Why the campaign is stirring debate in media Ireland
According to the National Lottery, the idea was adapted for Irish audiences rather than created from scratch. The ad was locally produced by Dublin agency Folk VML and anchored in recognisable city locations, including the Docklands, the Samuel Beckett Bridge and Poolbeg. From a media and marketing Ireland perspective, that makes it a textbook localisation exercise.
Yet for many in the Irish media and advertising community, the concern is broader. If one of the country’s biggest advertisers can draw from an existing overseas campaign instead of commissioning an original concept, what does that mean for the future value of creativity in the market?
- Supporters will say adaptation is efficient, proven and increasingly common in global brand systems.
- Critics argue that local agencies should be rewarded for original thinking, not just execution.
- Observers note that the optics matter, especially in a market that trades heavily on creative reputation.
The bigger shift in the Irish media industry
This story lands at an interesting moment for the media industry Ireland. More brands are centralising strategy, reusing international assets and leaning into lower-risk creative models. In digital media Ireland and traditional broadcast alike, efficiency is now part of the brief.

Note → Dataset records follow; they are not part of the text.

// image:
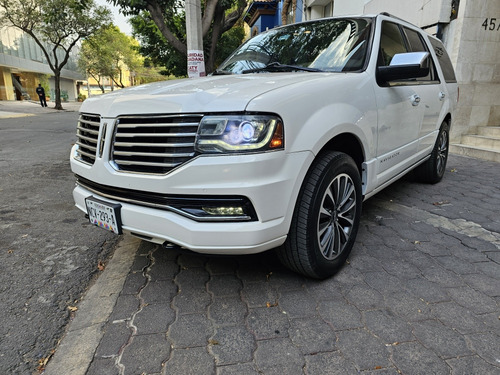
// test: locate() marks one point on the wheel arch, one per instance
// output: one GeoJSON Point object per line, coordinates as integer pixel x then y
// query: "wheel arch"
{"type": "Point", "coordinates": [349, 144]}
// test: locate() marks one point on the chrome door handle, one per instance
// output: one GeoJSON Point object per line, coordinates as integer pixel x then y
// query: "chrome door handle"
{"type": "Point", "coordinates": [415, 100]}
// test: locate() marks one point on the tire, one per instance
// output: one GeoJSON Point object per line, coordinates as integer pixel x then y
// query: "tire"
{"type": "Point", "coordinates": [326, 217]}
{"type": "Point", "coordinates": [432, 171]}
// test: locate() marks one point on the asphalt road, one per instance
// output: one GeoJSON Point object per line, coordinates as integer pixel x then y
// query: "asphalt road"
{"type": "Point", "coordinates": [48, 251]}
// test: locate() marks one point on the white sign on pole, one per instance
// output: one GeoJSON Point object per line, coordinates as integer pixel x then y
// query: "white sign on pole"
{"type": "Point", "coordinates": [196, 64]}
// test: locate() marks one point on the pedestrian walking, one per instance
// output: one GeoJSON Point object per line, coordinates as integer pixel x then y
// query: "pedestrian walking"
{"type": "Point", "coordinates": [41, 95]}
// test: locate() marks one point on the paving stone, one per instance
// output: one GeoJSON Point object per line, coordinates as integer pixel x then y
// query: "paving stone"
{"type": "Point", "coordinates": [340, 314]}
{"type": "Point", "coordinates": [331, 363]}
{"type": "Point", "coordinates": [322, 290]}
{"type": "Point", "coordinates": [408, 306]}
{"type": "Point", "coordinates": [222, 265]}
{"type": "Point", "coordinates": [192, 278]}
{"type": "Point", "coordinates": [191, 260]}
{"type": "Point", "coordinates": [259, 294]}
{"type": "Point", "coordinates": [224, 285]}
{"type": "Point", "coordinates": [382, 371]}
{"type": "Point", "coordinates": [141, 261]}
{"type": "Point", "coordinates": [457, 265]}
{"type": "Point", "coordinates": [487, 346]}
{"type": "Point", "coordinates": [103, 366]}
{"type": "Point", "coordinates": [268, 323]}
{"type": "Point", "coordinates": [238, 369]}
{"type": "Point", "coordinates": [190, 361]}
{"type": "Point", "coordinates": [190, 301]}
{"type": "Point", "coordinates": [284, 280]}
{"type": "Point", "coordinates": [311, 335]}
{"type": "Point", "coordinates": [458, 318]}
{"type": "Point", "coordinates": [163, 269]}
{"type": "Point", "coordinates": [490, 269]}
{"type": "Point", "coordinates": [159, 292]}
{"type": "Point", "coordinates": [413, 358]}
{"type": "Point", "coordinates": [473, 300]}
{"type": "Point", "coordinates": [227, 311]}
{"type": "Point", "coordinates": [286, 358]}
{"type": "Point", "coordinates": [190, 330]}
{"type": "Point", "coordinates": [365, 297]}
{"type": "Point", "coordinates": [145, 354]}
{"type": "Point", "coordinates": [366, 263]}
{"type": "Point", "coordinates": [347, 277]}
{"type": "Point", "coordinates": [428, 291]}
{"type": "Point", "coordinates": [384, 283]}
{"type": "Point", "coordinates": [484, 283]}
{"type": "Point", "coordinates": [133, 283]}
{"type": "Point", "coordinates": [162, 254]}
{"type": "Point", "coordinates": [232, 345]}
{"type": "Point", "coordinates": [493, 255]}
{"type": "Point", "coordinates": [115, 336]}
{"type": "Point", "coordinates": [387, 326]}
{"type": "Point", "coordinates": [154, 319]}
{"type": "Point", "coordinates": [253, 268]}
{"type": "Point", "coordinates": [402, 269]}
{"type": "Point", "coordinates": [444, 341]}
{"type": "Point", "coordinates": [471, 365]}
{"type": "Point", "coordinates": [439, 275]}
{"type": "Point", "coordinates": [297, 303]}
{"type": "Point", "coordinates": [126, 305]}
{"type": "Point", "coordinates": [363, 349]}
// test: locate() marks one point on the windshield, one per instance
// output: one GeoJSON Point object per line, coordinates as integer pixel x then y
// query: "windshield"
{"type": "Point", "coordinates": [330, 45]}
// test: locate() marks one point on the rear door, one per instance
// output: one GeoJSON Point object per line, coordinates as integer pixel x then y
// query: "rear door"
{"type": "Point", "coordinates": [407, 109]}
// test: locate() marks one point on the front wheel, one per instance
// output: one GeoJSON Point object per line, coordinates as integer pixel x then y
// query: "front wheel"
{"type": "Point", "coordinates": [432, 171]}
{"type": "Point", "coordinates": [326, 217]}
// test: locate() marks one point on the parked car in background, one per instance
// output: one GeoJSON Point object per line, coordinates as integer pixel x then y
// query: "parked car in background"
{"type": "Point", "coordinates": [278, 148]}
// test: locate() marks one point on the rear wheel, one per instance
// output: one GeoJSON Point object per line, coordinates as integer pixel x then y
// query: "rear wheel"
{"type": "Point", "coordinates": [432, 171]}
{"type": "Point", "coordinates": [326, 217]}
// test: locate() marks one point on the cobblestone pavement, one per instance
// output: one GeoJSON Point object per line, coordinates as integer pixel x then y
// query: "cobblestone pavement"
{"type": "Point", "coordinates": [419, 295]}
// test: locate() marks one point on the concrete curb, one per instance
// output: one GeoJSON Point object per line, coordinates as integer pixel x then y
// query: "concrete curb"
{"type": "Point", "coordinates": [76, 350]}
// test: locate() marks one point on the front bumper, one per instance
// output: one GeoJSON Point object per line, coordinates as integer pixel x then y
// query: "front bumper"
{"type": "Point", "coordinates": [270, 181]}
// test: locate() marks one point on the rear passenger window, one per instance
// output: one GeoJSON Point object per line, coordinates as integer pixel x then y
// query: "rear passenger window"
{"type": "Point", "coordinates": [391, 43]}
{"type": "Point", "coordinates": [416, 44]}
{"type": "Point", "coordinates": [444, 61]}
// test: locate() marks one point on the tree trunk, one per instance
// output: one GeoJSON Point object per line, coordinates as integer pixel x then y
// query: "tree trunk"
{"type": "Point", "coordinates": [57, 82]}
{"type": "Point", "coordinates": [216, 33]}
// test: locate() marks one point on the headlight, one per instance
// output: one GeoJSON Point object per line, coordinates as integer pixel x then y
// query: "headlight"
{"type": "Point", "coordinates": [243, 133]}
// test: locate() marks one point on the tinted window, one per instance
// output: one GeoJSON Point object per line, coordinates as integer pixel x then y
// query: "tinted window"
{"type": "Point", "coordinates": [444, 60]}
{"type": "Point", "coordinates": [329, 45]}
{"type": "Point", "coordinates": [417, 45]}
{"type": "Point", "coordinates": [391, 43]}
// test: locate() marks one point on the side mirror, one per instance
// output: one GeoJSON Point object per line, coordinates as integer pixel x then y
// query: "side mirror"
{"type": "Point", "coordinates": [404, 66]}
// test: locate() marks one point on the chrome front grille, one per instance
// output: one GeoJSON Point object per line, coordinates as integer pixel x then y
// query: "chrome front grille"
{"type": "Point", "coordinates": [87, 132]}
{"type": "Point", "coordinates": [154, 144]}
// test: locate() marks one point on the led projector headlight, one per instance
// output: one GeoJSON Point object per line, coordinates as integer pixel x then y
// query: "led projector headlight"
{"type": "Point", "coordinates": [239, 133]}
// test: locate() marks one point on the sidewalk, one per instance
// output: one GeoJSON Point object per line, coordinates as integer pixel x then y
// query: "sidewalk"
{"type": "Point", "coordinates": [419, 295]}
{"type": "Point", "coordinates": [23, 108]}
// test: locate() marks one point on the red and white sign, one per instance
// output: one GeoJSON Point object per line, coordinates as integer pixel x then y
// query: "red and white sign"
{"type": "Point", "coordinates": [196, 64]}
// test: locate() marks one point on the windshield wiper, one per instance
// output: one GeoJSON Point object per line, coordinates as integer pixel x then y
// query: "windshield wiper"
{"type": "Point", "coordinates": [276, 66]}
{"type": "Point", "coordinates": [221, 73]}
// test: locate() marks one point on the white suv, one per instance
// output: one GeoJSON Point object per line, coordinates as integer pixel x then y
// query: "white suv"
{"type": "Point", "coordinates": [278, 148]}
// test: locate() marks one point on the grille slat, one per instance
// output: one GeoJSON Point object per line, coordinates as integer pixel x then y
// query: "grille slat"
{"type": "Point", "coordinates": [154, 144]}
{"type": "Point", "coordinates": [137, 144]}
{"type": "Point", "coordinates": [125, 135]}
{"type": "Point", "coordinates": [87, 133]}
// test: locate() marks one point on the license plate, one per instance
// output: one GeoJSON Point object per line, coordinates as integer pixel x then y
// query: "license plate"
{"type": "Point", "coordinates": [103, 214]}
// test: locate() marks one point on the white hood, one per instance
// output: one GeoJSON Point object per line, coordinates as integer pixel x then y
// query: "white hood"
{"type": "Point", "coordinates": [194, 95]}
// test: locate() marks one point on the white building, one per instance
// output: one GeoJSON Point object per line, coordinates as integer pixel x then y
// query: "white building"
{"type": "Point", "coordinates": [23, 66]}
{"type": "Point", "coordinates": [470, 30]}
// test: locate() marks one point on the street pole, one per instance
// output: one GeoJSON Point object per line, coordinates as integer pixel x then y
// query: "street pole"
{"type": "Point", "coordinates": [196, 59]}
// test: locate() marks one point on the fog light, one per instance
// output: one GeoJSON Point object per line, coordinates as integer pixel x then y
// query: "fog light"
{"type": "Point", "coordinates": [224, 211]}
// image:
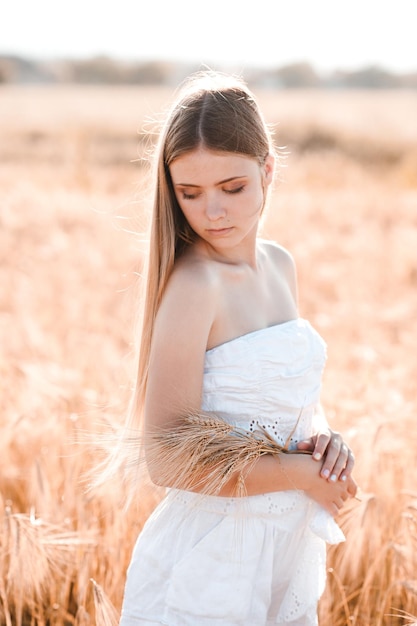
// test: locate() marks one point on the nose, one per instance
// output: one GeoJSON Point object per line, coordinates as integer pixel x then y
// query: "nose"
{"type": "Point", "coordinates": [214, 209]}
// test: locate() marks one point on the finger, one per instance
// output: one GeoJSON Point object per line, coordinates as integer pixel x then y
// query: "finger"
{"type": "Point", "coordinates": [340, 463]}
{"type": "Point", "coordinates": [307, 444]}
{"type": "Point", "coordinates": [352, 487]}
{"type": "Point", "coordinates": [349, 465]}
{"type": "Point", "coordinates": [332, 455]}
{"type": "Point", "coordinates": [321, 446]}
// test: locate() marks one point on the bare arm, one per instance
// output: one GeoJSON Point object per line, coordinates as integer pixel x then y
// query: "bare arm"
{"type": "Point", "coordinates": [174, 390]}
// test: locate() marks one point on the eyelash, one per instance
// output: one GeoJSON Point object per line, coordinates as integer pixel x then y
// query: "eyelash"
{"type": "Point", "coordinates": [186, 196]}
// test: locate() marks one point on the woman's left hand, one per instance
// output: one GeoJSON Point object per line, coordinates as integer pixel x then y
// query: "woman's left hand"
{"type": "Point", "coordinates": [328, 446]}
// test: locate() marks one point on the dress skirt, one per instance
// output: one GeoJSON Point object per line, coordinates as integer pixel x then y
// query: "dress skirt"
{"type": "Point", "coordinates": [214, 561]}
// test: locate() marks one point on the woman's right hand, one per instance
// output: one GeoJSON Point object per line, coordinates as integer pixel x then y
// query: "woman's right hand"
{"type": "Point", "coordinates": [331, 495]}
{"type": "Point", "coordinates": [303, 473]}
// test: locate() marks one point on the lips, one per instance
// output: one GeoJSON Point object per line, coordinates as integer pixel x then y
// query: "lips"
{"type": "Point", "coordinates": [219, 231]}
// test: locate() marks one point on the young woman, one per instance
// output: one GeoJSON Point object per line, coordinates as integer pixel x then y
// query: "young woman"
{"type": "Point", "coordinates": [228, 383]}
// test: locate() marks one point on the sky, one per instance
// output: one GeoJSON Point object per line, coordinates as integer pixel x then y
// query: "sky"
{"type": "Point", "coordinates": [238, 34]}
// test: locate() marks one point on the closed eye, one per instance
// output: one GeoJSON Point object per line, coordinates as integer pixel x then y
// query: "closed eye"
{"type": "Point", "coordinates": [189, 196]}
{"type": "Point", "coordinates": [236, 190]}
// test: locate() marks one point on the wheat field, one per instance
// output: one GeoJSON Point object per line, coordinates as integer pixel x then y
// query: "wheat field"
{"type": "Point", "coordinates": [74, 201]}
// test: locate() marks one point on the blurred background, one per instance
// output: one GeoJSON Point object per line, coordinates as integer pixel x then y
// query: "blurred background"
{"type": "Point", "coordinates": [82, 89]}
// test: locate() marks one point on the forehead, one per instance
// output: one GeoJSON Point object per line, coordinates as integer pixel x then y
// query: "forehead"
{"type": "Point", "coordinates": [204, 167]}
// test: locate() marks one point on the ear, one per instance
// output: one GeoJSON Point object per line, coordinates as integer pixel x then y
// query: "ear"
{"type": "Point", "coordinates": [269, 167]}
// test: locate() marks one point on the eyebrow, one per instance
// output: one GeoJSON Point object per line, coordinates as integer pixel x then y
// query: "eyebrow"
{"type": "Point", "coordinates": [221, 182]}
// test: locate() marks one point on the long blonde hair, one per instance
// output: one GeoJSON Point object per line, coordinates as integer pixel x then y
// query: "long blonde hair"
{"type": "Point", "coordinates": [217, 112]}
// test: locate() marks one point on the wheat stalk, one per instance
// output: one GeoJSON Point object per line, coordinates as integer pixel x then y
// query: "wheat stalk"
{"type": "Point", "coordinates": [203, 452]}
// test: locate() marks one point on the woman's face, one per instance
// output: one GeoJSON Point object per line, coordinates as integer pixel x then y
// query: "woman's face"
{"type": "Point", "coordinates": [221, 194]}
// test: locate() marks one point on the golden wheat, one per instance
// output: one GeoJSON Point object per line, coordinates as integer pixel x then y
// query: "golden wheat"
{"type": "Point", "coordinates": [72, 191]}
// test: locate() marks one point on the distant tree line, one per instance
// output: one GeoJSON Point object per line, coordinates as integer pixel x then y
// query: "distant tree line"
{"type": "Point", "coordinates": [103, 70]}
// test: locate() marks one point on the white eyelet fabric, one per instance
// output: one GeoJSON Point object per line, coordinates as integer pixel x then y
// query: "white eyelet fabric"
{"type": "Point", "coordinates": [254, 561]}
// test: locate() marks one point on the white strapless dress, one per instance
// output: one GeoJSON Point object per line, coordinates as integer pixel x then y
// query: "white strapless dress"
{"type": "Point", "coordinates": [254, 561]}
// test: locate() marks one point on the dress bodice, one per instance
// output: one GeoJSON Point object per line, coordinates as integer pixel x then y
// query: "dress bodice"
{"type": "Point", "coordinates": [269, 378]}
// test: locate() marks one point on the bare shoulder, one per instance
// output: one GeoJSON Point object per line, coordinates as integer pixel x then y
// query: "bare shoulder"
{"type": "Point", "coordinates": [188, 305]}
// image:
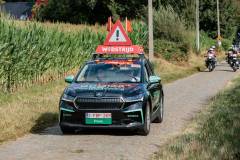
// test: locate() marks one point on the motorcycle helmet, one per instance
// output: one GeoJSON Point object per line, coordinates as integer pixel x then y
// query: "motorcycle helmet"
{"type": "Point", "coordinates": [213, 47]}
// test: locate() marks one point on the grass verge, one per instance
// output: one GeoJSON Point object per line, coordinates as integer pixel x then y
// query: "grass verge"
{"type": "Point", "coordinates": [29, 110]}
{"type": "Point", "coordinates": [213, 134]}
{"type": "Point", "coordinates": [33, 109]}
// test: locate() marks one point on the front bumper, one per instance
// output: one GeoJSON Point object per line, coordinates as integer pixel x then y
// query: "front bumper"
{"type": "Point", "coordinates": [126, 118]}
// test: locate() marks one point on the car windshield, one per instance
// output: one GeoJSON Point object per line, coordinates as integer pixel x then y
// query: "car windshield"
{"type": "Point", "coordinates": [110, 72]}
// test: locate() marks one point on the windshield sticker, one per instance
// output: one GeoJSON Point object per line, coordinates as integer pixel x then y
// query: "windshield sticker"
{"type": "Point", "coordinates": [135, 65]}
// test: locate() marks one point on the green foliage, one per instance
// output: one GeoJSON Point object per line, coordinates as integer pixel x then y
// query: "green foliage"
{"type": "Point", "coordinates": [173, 40]}
{"type": "Point", "coordinates": [30, 52]}
{"type": "Point", "coordinates": [164, 26]}
{"type": "Point", "coordinates": [27, 53]}
{"type": "Point", "coordinates": [185, 9]}
{"type": "Point", "coordinates": [171, 51]}
{"type": "Point", "coordinates": [228, 17]}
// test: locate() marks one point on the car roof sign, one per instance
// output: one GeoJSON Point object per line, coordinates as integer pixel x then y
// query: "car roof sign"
{"type": "Point", "coordinates": [118, 42]}
{"type": "Point", "coordinates": [117, 36]}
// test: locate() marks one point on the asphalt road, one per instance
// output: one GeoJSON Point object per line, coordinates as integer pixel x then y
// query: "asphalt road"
{"type": "Point", "coordinates": [183, 99]}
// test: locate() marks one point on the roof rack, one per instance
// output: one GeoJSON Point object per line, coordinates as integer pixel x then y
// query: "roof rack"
{"type": "Point", "coordinates": [111, 56]}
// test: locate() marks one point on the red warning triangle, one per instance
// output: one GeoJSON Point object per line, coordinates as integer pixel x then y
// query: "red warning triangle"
{"type": "Point", "coordinates": [117, 36]}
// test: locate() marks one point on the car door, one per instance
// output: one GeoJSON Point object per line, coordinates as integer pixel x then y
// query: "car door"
{"type": "Point", "coordinates": [153, 88]}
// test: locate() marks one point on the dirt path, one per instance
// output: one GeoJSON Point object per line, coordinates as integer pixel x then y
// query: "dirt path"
{"type": "Point", "coordinates": [183, 99]}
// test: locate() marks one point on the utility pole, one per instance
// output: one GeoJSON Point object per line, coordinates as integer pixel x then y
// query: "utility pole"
{"type": "Point", "coordinates": [218, 23]}
{"type": "Point", "coordinates": [150, 30]}
{"type": "Point", "coordinates": [197, 27]}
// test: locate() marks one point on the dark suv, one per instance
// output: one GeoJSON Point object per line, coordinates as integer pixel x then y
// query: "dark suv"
{"type": "Point", "coordinates": [121, 93]}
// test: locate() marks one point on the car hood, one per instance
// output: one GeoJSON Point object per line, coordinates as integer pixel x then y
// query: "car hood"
{"type": "Point", "coordinates": [104, 89]}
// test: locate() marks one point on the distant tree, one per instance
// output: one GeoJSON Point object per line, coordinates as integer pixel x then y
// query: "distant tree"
{"type": "Point", "coordinates": [228, 17]}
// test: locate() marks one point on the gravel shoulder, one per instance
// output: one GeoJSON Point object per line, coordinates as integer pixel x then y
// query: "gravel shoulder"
{"type": "Point", "coordinates": [183, 99]}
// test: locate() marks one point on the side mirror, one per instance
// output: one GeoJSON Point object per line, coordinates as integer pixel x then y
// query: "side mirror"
{"type": "Point", "coordinates": [154, 79]}
{"type": "Point", "coordinates": [69, 79]}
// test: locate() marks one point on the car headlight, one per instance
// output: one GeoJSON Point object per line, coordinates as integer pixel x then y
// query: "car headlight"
{"type": "Point", "coordinates": [134, 98]}
{"type": "Point", "coordinates": [67, 98]}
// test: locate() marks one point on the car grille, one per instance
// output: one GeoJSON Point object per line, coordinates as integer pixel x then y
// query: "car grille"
{"type": "Point", "coordinates": [99, 103]}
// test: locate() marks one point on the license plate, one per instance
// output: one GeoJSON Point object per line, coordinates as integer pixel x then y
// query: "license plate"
{"type": "Point", "coordinates": [98, 118]}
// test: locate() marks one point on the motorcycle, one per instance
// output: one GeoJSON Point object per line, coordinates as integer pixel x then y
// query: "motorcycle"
{"type": "Point", "coordinates": [210, 62]}
{"type": "Point", "coordinates": [234, 62]}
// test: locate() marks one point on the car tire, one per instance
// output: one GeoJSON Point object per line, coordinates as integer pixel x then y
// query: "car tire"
{"type": "Point", "coordinates": [160, 112]}
{"type": "Point", "coordinates": [147, 121]}
{"type": "Point", "coordinates": [67, 130]}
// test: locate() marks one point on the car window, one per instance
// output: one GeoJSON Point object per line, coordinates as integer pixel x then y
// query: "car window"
{"type": "Point", "coordinates": [111, 71]}
{"type": "Point", "coordinates": [149, 69]}
{"type": "Point", "coordinates": [146, 75]}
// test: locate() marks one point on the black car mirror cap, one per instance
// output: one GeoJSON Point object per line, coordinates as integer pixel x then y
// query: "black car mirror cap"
{"type": "Point", "coordinates": [69, 79]}
{"type": "Point", "coordinates": [154, 79]}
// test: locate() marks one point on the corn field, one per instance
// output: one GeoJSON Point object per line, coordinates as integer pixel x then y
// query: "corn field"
{"type": "Point", "coordinates": [34, 53]}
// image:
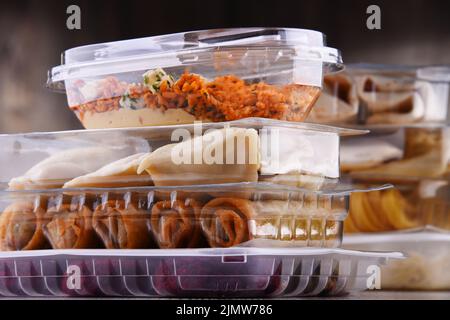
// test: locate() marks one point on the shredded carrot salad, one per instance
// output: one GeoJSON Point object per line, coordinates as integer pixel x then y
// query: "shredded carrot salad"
{"type": "Point", "coordinates": [223, 99]}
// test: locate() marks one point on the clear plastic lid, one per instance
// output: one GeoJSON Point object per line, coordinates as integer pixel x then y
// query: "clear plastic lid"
{"type": "Point", "coordinates": [193, 48]}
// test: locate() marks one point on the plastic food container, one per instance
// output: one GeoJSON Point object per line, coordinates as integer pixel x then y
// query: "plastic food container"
{"type": "Point", "coordinates": [427, 263]}
{"type": "Point", "coordinates": [398, 154]}
{"type": "Point", "coordinates": [408, 206]}
{"type": "Point", "coordinates": [233, 272]}
{"type": "Point", "coordinates": [248, 150]}
{"type": "Point", "coordinates": [211, 75]}
{"type": "Point", "coordinates": [382, 94]}
{"type": "Point", "coordinates": [224, 215]}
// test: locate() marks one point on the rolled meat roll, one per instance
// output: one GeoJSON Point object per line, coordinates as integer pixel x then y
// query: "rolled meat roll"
{"type": "Point", "coordinates": [225, 221]}
{"type": "Point", "coordinates": [21, 227]}
{"type": "Point", "coordinates": [70, 227]}
{"type": "Point", "coordinates": [176, 224]}
{"type": "Point", "coordinates": [122, 226]}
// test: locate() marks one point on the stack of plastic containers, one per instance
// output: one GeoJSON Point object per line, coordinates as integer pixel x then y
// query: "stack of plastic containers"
{"type": "Point", "coordinates": [195, 176]}
{"type": "Point", "coordinates": [407, 112]}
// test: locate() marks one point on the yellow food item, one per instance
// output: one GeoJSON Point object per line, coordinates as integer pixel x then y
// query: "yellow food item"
{"type": "Point", "coordinates": [378, 211]}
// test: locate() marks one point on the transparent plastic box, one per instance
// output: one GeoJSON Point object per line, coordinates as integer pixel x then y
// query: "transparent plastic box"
{"type": "Point", "coordinates": [384, 94]}
{"type": "Point", "coordinates": [223, 215]}
{"type": "Point", "coordinates": [237, 272]}
{"type": "Point", "coordinates": [247, 150]}
{"type": "Point", "coordinates": [427, 258]}
{"type": "Point", "coordinates": [210, 75]}
{"type": "Point", "coordinates": [398, 153]}
{"type": "Point", "coordinates": [406, 207]}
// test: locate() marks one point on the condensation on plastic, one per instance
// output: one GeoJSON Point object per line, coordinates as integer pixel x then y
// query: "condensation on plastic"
{"type": "Point", "coordinates": [172, 217]}
{"type": "Point", "coordinates": [305, 148]}
{"type": "Point", "coordinates": [213, 75]}
{"type": "Point", "coordinates": [427, 258]}
{"type": "Point", "coordinates": [385, 94]}
{"type": "Point", "coordinates": [197, 49]}
{"type": "Point", "coordinates": [188, 273]}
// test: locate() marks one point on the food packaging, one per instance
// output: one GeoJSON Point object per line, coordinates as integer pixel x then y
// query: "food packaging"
{"type": "Point", "coordinates": [210, 76]}
{"type": "Point", "coordinates": [398, 153]}
{"type": "Point", "coordinates": [247, 150]}
{"type": "Point", "coordinates": [200, 216]}
{"type": "Point", "coordinates": [232, 272]}
{"type": "Point", "coordinates": [406, 207]}
{"type": "Point", "coordinates": [427, 258]}
{"type": "Point", "coordinates": [416, 160]}
{"type": "Point", "coordinates": [382, 94]}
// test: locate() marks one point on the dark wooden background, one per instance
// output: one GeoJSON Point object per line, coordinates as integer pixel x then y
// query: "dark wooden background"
{"type": "Point", "coordinates": [33, 34]}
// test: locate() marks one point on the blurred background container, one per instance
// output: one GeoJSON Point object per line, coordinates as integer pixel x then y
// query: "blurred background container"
{"type": "Point", "coordinates": [33, 34]}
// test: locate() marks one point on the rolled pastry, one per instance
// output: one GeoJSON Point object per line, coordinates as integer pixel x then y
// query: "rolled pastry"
{"type": "Point", "coordinates": [176, 224]}
{"type": "Point", "coordinates": [122, 226]}
{"type": "Point", "coordinates": [221, 156]}
{"type": "Point", "coordinates": [225, 221]}
{"type": "Point", "coordinates": [21, 227]}
{"type": "Point", "coordinates": [70, 227]}
{"type": "Point", "coordinates": [60, 167]}
{"type": "Point", "coordinates": [120, 173]}
{"type": "Point", "coordinates": [385, 94]}
{"type": "Point", "coordinates": [337, 102]}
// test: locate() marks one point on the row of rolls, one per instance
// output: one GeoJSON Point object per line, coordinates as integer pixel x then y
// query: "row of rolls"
{"type": "Point", "coordinates": [172, 223]}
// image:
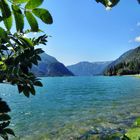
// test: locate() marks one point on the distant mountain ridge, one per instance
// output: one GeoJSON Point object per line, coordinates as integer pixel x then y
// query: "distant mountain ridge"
{"type": "Point", "coordinates": [50, 66]}
{"type": "Point", "coordinates": [88, 68]}
{"type": "Point", "coordinates": [127, 63]}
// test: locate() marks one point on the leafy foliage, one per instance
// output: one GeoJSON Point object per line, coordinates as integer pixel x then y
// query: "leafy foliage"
{"type": "Point", "coordinates": [5, 120]}
{"type": "Point", "coordinates": [18, 53]}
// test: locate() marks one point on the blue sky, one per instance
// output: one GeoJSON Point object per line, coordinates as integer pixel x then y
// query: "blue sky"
{"type": "Point", "coordinates": [84, 31]}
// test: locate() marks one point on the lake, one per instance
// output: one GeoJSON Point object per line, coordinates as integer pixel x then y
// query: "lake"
{"type": "Point", "coordinates": [69, 107]}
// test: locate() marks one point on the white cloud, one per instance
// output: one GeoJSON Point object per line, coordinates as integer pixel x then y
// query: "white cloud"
{"type": "Point", "coordinates": [138, 24]}
{"type": "Point", "coordinates": [137, 39]}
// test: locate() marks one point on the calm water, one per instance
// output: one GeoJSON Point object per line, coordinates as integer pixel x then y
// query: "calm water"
{"type": "Point", "coordinates": [68, 107]}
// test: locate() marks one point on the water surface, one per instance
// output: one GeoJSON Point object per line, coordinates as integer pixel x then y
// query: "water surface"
{"type": "Point", "coordinates": [67, 107]}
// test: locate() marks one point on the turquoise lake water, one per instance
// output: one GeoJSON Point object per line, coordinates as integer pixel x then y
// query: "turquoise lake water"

That does not mean originality is disappearing. In fact, the National Lottery’s wider brand platform has recently moved in a more human, relatable direction, away from surreal fantasy worlds and toward everyday dreams. Folk VML has already delivered campaigns built around ordinary conversations, grounded ambitions and recognisable Irish settings. In that context, Heist fits the strategy — even if not everyone accepts the route taken to get there.
What stands out in the adaptation
The Irish version reportedly makes several local changes, especially in casting and dialogue, to better reflect home audiences. That matters in audience insights Ireland, where relatability is often what turns a competent ad into a memorable one. Still, the criticism has not centred on production quality. It has centred on authorship.
For viewers, the ad may simply be an entertaining lotto story. For the trade, it has become a live case study in creative ownership.
What this means for media trends Ireland
The controversy says as much about the market as it does about one campaign. In media trends Ireland, there is growing tension between cost control and creative distinctiveness. Advertisers want certainty. Agencies want room to invent. Media owners and brand teams alike are watching closely because this balance shapes future briefs, budgets and expectations.
For now, the ad is doing what campaigns are meant to do: getting attention. But in latest media news Ireland, the more lasting question is whether attention came from the right place. If adaptation becomes the norm, the Irish advertising market may need a fresh conversation about what originality is worth.
The takeaway for media Ireland: this is more than a single campaign story. It is a signal moment for how brands, agencies and the wider market define creativity in an era of shared assets and safer bets.